At public libraries that offer free WiFi, patrons with properly equipped laptops
can spend as long as they want on the Internet.

More than four years ago, Everett's public library began offering free WiFi with
the hope that people would bring in their laptops, freeing them to be online
and not have to wait for the library's Internet-connected computers, said the library's director, Deborah Abraham.

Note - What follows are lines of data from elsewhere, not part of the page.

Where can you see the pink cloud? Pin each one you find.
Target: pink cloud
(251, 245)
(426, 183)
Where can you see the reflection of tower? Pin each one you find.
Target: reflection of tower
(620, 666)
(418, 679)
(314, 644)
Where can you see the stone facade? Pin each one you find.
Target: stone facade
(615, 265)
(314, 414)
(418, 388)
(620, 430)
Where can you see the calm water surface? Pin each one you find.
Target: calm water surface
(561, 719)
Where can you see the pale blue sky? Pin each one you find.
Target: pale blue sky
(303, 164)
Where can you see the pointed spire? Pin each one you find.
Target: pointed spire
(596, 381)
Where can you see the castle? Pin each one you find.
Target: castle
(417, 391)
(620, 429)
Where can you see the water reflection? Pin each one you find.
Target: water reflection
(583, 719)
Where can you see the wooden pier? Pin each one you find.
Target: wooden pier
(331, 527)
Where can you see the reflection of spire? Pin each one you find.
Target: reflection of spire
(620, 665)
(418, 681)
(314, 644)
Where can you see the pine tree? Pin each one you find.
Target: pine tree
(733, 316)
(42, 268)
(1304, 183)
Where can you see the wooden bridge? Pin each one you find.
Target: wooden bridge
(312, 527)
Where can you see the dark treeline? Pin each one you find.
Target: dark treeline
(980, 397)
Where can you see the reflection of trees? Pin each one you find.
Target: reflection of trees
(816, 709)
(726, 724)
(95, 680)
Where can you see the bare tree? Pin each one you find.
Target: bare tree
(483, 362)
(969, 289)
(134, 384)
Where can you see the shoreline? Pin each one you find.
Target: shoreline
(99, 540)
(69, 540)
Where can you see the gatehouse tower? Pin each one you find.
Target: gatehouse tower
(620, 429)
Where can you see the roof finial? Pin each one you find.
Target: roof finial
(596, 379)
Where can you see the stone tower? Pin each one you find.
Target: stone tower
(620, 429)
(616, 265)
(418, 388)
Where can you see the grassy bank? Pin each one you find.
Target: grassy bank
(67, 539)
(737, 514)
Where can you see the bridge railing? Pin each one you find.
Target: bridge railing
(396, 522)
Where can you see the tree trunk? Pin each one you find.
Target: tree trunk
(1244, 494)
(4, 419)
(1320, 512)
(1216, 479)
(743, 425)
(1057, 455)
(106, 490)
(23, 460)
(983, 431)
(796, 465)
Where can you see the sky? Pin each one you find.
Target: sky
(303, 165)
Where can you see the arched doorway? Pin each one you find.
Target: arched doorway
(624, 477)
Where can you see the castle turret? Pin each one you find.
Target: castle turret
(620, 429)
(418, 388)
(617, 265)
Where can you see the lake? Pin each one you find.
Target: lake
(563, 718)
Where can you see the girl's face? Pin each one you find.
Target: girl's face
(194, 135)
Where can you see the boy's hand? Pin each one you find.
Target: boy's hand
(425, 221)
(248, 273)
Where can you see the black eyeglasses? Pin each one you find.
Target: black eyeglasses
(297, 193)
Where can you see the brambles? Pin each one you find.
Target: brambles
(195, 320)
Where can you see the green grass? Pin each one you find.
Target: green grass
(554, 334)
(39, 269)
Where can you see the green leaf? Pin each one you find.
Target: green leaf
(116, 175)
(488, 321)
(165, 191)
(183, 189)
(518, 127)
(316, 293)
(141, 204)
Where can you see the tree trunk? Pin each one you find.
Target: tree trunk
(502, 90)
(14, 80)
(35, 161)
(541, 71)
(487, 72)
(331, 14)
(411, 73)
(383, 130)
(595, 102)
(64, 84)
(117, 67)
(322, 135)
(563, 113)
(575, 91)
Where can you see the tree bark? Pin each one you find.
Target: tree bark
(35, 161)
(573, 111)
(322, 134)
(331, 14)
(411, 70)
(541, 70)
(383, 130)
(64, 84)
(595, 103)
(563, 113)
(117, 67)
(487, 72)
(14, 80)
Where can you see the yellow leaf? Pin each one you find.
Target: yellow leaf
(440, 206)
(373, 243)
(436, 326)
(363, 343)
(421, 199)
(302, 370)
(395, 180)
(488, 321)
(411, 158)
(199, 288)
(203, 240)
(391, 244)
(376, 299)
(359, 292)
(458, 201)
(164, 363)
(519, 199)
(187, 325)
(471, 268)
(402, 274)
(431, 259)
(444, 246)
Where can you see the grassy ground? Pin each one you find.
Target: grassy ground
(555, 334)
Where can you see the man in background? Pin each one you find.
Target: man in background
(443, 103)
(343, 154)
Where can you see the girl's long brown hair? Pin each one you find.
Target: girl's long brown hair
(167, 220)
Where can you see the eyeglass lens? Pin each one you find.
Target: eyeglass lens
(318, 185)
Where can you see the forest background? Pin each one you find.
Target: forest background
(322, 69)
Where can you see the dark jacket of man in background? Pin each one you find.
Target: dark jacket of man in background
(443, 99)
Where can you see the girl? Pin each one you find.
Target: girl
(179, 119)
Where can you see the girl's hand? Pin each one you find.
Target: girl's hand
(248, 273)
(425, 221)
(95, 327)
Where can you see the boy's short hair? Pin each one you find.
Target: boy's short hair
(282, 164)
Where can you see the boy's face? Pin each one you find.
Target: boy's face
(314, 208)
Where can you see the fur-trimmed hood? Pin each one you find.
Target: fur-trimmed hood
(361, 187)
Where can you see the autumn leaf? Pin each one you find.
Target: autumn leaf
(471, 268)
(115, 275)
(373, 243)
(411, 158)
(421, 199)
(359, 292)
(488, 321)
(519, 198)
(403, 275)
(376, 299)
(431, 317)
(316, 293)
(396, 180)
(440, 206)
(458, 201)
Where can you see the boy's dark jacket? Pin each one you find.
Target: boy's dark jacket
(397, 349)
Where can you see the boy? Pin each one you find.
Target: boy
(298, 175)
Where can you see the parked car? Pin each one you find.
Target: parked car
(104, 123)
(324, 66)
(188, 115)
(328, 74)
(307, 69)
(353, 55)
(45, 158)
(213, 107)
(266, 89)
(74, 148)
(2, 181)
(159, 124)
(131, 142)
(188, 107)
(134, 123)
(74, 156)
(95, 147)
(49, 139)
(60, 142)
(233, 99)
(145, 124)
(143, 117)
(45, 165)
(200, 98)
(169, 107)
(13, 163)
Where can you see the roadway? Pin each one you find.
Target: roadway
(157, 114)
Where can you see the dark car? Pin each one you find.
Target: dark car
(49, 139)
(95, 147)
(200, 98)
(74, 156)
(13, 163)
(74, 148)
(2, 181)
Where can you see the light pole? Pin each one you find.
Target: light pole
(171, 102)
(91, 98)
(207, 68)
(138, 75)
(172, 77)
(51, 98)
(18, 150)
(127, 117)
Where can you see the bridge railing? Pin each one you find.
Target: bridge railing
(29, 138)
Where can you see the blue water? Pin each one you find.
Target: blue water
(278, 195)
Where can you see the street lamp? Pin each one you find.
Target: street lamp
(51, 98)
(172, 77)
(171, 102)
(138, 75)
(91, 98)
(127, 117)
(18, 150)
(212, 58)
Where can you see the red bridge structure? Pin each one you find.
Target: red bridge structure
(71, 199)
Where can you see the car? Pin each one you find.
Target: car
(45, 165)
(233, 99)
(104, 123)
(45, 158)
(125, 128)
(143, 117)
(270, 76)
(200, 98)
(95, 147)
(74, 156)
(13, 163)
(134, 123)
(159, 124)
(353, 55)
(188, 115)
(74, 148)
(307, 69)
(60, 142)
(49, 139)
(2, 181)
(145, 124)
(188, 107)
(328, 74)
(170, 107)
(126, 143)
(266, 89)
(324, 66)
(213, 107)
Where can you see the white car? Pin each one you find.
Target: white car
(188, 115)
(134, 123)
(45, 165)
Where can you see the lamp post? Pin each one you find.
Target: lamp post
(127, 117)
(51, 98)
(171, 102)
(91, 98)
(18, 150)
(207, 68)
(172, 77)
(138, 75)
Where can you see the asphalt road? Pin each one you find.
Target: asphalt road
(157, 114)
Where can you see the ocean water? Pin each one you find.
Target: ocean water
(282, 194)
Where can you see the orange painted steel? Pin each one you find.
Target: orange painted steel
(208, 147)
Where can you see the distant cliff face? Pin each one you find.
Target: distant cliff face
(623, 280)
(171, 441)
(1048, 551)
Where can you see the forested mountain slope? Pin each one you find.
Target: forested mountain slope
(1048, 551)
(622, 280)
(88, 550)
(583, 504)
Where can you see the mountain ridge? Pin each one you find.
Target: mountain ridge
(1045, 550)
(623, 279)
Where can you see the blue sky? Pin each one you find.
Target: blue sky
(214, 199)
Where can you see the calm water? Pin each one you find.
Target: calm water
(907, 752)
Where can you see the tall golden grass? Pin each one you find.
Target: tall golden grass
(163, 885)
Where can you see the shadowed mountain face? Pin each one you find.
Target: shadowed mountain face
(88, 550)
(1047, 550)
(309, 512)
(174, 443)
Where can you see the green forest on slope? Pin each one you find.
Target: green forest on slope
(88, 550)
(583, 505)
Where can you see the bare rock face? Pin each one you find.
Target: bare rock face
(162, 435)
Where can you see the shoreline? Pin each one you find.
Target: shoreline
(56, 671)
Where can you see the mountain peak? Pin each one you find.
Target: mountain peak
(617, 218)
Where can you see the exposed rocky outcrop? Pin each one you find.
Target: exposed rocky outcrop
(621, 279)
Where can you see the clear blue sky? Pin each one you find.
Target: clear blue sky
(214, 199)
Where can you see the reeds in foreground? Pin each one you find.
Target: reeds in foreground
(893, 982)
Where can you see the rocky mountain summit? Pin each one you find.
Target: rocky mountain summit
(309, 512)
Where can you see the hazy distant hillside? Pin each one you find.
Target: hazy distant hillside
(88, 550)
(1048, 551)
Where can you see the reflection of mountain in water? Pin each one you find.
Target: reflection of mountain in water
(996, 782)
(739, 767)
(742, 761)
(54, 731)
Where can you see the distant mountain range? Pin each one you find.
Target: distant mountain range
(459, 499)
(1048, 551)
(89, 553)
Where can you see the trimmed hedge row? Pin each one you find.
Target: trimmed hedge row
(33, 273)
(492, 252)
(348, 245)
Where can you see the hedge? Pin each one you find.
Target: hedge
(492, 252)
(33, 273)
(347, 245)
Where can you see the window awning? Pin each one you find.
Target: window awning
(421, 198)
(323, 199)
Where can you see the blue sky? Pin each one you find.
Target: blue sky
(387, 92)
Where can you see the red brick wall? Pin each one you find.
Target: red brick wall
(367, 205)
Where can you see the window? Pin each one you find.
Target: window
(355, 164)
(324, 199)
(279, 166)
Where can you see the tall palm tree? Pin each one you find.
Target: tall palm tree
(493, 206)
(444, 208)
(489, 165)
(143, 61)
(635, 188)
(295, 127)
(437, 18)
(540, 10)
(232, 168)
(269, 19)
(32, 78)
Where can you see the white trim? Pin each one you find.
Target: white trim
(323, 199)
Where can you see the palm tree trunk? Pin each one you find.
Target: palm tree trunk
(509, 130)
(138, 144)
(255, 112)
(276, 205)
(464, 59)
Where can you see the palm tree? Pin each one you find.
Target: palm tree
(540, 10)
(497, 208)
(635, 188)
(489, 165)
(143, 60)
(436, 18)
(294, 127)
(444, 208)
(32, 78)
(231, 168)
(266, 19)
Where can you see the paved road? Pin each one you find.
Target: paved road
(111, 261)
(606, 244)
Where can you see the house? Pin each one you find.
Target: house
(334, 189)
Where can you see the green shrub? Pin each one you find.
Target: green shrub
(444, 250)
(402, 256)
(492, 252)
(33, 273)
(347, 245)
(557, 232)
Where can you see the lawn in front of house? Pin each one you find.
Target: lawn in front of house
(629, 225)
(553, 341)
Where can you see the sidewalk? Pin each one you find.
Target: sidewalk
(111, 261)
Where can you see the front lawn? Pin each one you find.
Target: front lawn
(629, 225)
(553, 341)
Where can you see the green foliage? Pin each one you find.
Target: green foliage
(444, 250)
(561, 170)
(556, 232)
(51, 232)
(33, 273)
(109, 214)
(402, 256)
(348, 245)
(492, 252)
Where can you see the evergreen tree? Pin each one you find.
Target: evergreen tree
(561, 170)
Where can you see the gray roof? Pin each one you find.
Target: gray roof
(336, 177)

''It's growing more and more every day," said Abraham, who has noticed
students from Bunker Hill Community College and businessmen using their
laptops with the library's WiFi.

Bonnie Strong, director of Marblehead's Abbot Public Library, sees free WiFi as another way of serving the public. ''People just need to be connected," said Strong, who estimated that 20 people use the library's WiFi link every day.
''It's been very successful. People come in and camp in a corner and get a lot
of work done that way."

At public schools, some teachers are even using WiFi in the classroom for
fact-checking. With WiFi at Swampscott High School, social studies teacher
Paul Maguire leaves his laptop on during class in case he's asked a question he can't answer. ''I can move around the classroom with it, and sometimes a question will come up in class, and you can do a search and get a pretty
quick answer," he said.

While WiFi offers the immediacy of the Internet in any setting, one Internet security analyst cautioned users to guard against identity theft or computer hackers while using the service.

Some WiFi zones may have built-in security to prevent hackers, but Harold
Belbin of Visiting Geeks in Merrimac advises users to take security into their
own hands. Laptop users, said Belbin, should have a software-based firewall
on their laptop, along with antivirus software, and anti-adware that is
activated in real time and automatically updated.

Said Belbin, ''Personal identity theft could be huge in hot spots. You're in a
higher rate of vulnerability in a hot spot because you have this level of anonymity."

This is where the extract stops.